We have a robot project where the motor controllers use CANopen for communication. I need to communicate with these motor controllers using a master microcontroller. The problem is that I need to develop a CANopen layer in this microcontroller, but I only know how to send and receive at the low level (CAN).

I don't know much about the CANopen (PDO, SDO, Heartbeat, object dictionary, etc.). I tried to read the CiA specifications, but it was very complicated. I would appreciate it if someone could point me in the right direction or give me a good tutorial to program a simple CANopen layer.

Answer

Oliver Heggelbacher picture Oliver Heggelbacher · Jul 23, 2013

Since this seems to be a topic of general interest - I agree that understanding the full original specs can be a somewhat painful experience. So here is a suggestion for "get your drive going", as opposed to "implementing the whole thing":

  • Check if your CANopen drives can be operated via the CiA 402 standard objects and for performance reasons it would be perfectly fine to NOT configure and use PDOs, and you don't really need heartbeat, a.s.o. It's usually switching the drive's state machine (object 6040h, control word), setting operation mode (object 6060h), and setting additional parameters like "profile position velocity".

  • Then implement expedited SDO transfers only. (See http://en.wikipedia.org/wiki/CANopen.) SDO download is for writing/changing an object in your drive. SDO upload is for reading an object.

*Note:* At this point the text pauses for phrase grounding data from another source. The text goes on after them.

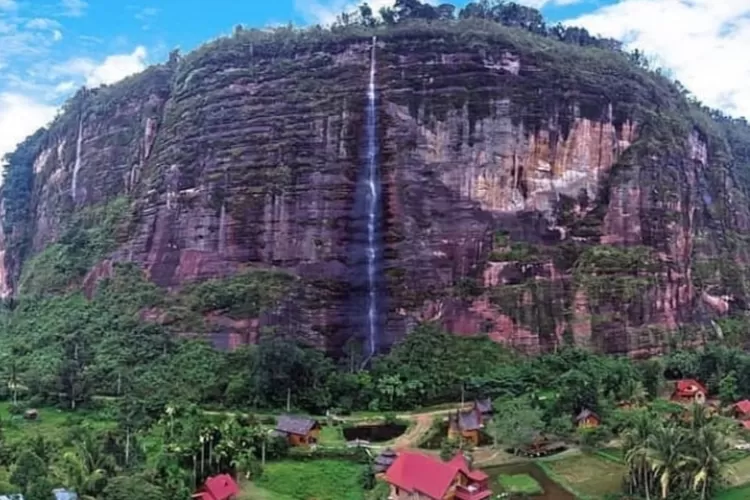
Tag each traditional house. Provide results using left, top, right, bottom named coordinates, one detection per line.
left=733, top=400, right=750, bottom=420
left=671, top=379, right=707, bottom=405
left=373, top=448, right=398, bottom=476
left=383, top=451, right=492, bottom=500
left=273, top=414, right=321, bottom=447
left=574, top=408, right=601, bottom=429
left=448, top=408, right=484, bottom=446
left=192, top=474, right=239, bottom=500
left=474, top=398, right=493, bottom=418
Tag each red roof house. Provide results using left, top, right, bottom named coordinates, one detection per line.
left=192, top=474, right=239, bottom=500
left=734, top=400, right=750, bottom=420
left=740, top=420, right=750, bottom=431
left=671, top=379, right=707, bottom=404
left=383, top=451, right=491, bottom=500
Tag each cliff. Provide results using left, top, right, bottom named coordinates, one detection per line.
left=3, top=19, right=750, bottom=356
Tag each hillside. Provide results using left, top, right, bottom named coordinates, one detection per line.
left=2, top=2, right=750, bottom=356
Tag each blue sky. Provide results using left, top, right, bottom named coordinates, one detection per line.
left=0, top=0, right=748, bottom=159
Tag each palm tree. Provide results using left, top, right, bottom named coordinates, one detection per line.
left=646, top=425, right=688, bottom=499
left=54, top=435, right=112, bottom=499
left=686, top=425, right=731, bottom=499
left=623, top=412, right=656, bottom=499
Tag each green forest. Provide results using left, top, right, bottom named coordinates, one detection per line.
left=0, top=0, right=749, bottom=499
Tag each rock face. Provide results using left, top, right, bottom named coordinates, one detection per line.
left=2, top=24, right=749, bottom=355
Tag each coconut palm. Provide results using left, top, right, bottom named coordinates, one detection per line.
left=646, top=425, right=688, bottom=499
left=686, top=425, right=731, bottom=500
left=53, top=435, right=112, bottom=499
left=623, top=411, right=656, bottom=499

  • I suggest to take a PC software that can read and write SDOs and has a CAN Bus Monitor. (Our Kickdrive Zero freeware can do that, but really, any other PC tool for CANopen should work.) Do some example reads and writes for the data types and objects you need. Look how this translates into frames on a CAN level. For basic integer data types, it's always just one frame for the request, one for the answer.

  • Now build a simplistic protocol stack on your microcontroller that can send the SDO download/upload requests and process the answers.

Disclaimer - the above is not even close to "implementing CANopen", or "supporting CANopen", or even "CANopen compliant". It's about "make your drive move ASAP and without third-party code". Which is sometimes the right thing to do.